Broadly, advertising could usher in a new round of finger-pointing that has occurred often since the financial crisis, and smaller institutions will be tempted to use the scorcher at Wells to fortify an argument that big banks are too big to manage. It is worth noting that community banks, on average, rely less on noninterest income to boost revenue than their bigger brethren.

The scandal at Wells is "one of the biggest blunders" by a bank that is unrelated to credit quality, said Tom Hall, president and CEO of Resurgent Performance in Atlanta. "To me, this is kind of devastating from the trust standpoint," added Hall, who has at times worked with bigger banks over his nearly 40 years in the industry.

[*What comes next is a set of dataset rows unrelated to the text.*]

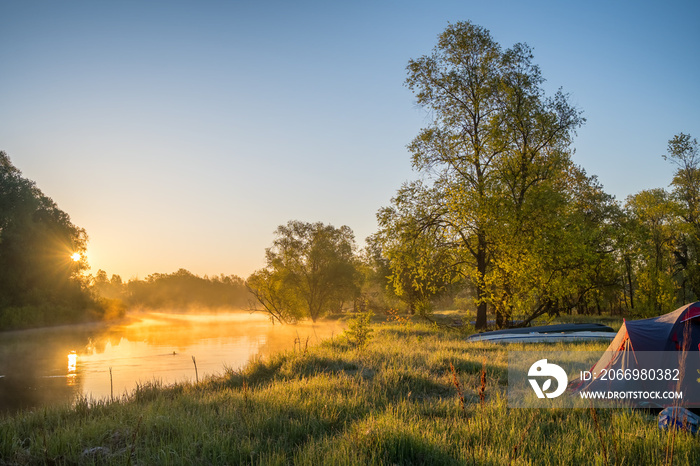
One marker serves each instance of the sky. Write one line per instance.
(180, 134)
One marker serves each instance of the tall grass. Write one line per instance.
(394, 402)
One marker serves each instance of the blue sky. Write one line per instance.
(180, 134)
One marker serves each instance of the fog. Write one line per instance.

While smaller institutions should try and capitalize on the Wells debacle, the key will be keeping the message positive, industry observers said.

"Long term, nobody likes a hater," said Chris Lorence, chief marketing officer of the Independent Community Bankers of America. "Talk about what you do well, not what someone else doesn't."

Any marketing needs to "tastefully" underscore the trust factor that people equate with community banks, Hall said. "Banks have to use this as an opportunity to create more trust with the children of the baby boomers that like the big banks," he said.

"Come back to the small-town bank, your community bank; we're not pushing the services, we're here to solve your problems," Hall added, tossing out several potential advertising concepts. "I think this is a great time for banks to leverage that."

Keeping things positive could prove challenging for the outspoken LaRoe. "I tend to go for the below the belt, so I'm going to seek wise counsel," he said.

"I'm sure my friends wouldn't want to do a below-the-belt thing," he added.